E' ironico pensare che il veto arrivi proprio dal paese che ha causato lo slittamento dell'uscita di Diablo 3, proprio in attesa dell'ok della Corea sulle aste con soldi veri. La proposta arriva direttamente dal ministro della cultura, dello sport e del turismo coreano che, stando a Korea Times, sta pianificando la messa al bando del commercio di oggetti nei videogiochi per evitare che gli studenti perdano troppo tempo.
Kim Kap-soo, uno dei collaboratori del ministro, ha dichiarato che lo scopo dei videogiochi è l'intrattenimento, ma dovrebbero essere usati anche per scopi accademici ed altre buone cause. Per avere maggiori delucidazioni sul provvedimento dovremo attendere il mese prossimo quando questo verrà annunciato ufficialmente, ma sembra proprio che il punto cardine sia la lotta al commercio digitale.

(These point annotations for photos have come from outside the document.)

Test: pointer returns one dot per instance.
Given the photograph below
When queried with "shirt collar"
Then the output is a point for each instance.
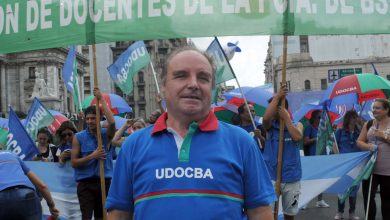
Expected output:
(208, 124)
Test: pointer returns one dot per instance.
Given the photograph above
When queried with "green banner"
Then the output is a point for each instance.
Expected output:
(37, 24)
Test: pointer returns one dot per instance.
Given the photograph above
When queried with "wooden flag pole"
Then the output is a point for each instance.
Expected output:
(99, 135)
(281, 133)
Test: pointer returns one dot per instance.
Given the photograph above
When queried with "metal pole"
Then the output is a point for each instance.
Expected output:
(99, 135)
(369, 197)
(281, 134)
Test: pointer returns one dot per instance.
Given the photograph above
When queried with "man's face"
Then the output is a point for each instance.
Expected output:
(188, 85)
(90, 120)
(42, 139)
(246, 114)
(153, 117)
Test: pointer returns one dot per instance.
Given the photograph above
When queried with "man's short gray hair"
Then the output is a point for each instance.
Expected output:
(163, 74)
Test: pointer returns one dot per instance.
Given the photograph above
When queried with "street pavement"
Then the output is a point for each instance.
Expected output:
(314, 213)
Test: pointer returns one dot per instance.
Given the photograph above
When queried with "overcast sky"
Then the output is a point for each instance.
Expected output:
(247, 65)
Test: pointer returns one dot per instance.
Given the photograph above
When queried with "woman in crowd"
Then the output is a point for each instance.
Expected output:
(310, 145)
(18, 198)
(375, 136)
(243, 120)
(47, 151)
(346, 143)
(65, 134)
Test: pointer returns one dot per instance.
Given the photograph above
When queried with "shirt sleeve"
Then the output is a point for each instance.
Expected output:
(306, 132)
(23, 165)
(120, 195)
(259, 190)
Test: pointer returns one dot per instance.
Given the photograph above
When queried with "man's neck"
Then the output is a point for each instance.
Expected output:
(181, 124)
(246, 122)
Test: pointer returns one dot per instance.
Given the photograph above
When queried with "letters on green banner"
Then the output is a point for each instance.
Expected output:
(37, 24)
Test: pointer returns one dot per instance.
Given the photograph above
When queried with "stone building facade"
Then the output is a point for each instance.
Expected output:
(312, 66)
(20, 72)
(143, 98)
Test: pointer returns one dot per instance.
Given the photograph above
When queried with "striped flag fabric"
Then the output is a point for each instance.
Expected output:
(336, 177)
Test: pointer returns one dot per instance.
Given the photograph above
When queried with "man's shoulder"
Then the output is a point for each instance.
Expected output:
(232, 130)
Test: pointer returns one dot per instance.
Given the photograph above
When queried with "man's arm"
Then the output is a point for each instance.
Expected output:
(119, 215)
(41, 186)
(107, 112)
(79, 162)
(260, 213)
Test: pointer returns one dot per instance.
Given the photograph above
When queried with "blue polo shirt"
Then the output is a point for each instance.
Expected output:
(88, 144)
(346, 140)
(291, 164)
(219, 175)
(13, 171)
(311, 132)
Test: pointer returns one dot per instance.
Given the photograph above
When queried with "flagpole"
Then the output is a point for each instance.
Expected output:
(369, 197)
(79, 95)
(155, 77)
(281, 133)
(99, 135)
(333, 134)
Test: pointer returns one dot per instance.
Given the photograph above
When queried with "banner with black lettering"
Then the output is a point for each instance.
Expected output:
(38, 24)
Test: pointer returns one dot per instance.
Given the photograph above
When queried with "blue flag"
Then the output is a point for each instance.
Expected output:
(375, 71)
(19, 142)
(38, 117)
(129, 63)
(69, 74)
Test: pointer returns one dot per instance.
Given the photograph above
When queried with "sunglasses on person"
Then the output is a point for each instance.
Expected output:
(69, 134)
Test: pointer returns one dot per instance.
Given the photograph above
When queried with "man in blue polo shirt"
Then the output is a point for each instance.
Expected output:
(291, 163)
(189, 165)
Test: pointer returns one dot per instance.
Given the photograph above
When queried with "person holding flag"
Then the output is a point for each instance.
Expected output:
(85, 156)
(47, 150)
(310, 146)
(291, 163)
(346, 143)
(376, 138)
(243, 120)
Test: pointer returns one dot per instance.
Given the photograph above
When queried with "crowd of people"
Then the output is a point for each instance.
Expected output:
(184, 163)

Inoltre la legge proibirà l'utilizzo di programmi che permettono ai personaggi d'andare a caccia di oggetti anche quando il giocatore non è fisicamente presente. Secondo il ministro, è più del 50% l'ammontare degli oggetti, che si possono scambiare con il commercio digitale, ad essere ottenuto proprio in questo modo. A questa pratica vengono attribuiti molti problemi per la società come la criminalità giovanile. Le pene per i trasgressori dovrebbero essere un'ammenda pecuniaria di 50 milioni di Won (pari a 43.000 dollari o 27.000 sterline) e 5 anni di carcere, sicuramente dei provvedimenti davvero severi anche se non è specificato se a danno delle software house o dei giocatori.
Partendo dal presupposto che l'utilizzo di programmi esterni al gioco, usati per la raccolta di oggetti in automatico, sono condannati dalla stessa Blizzard. Il giro di vite del governo coreano andrebbe a colpire anche diversi giochi made in Korea. Sono molti i Mmorpg ed altri titoli free to play, che hanno successo proprio in questo paese, che però basano il loro guadagno sull'acquisto d'oggetti con soldi veri, questi saranno costretti a chiudere oppure trovare un altro sistema per monetizzare.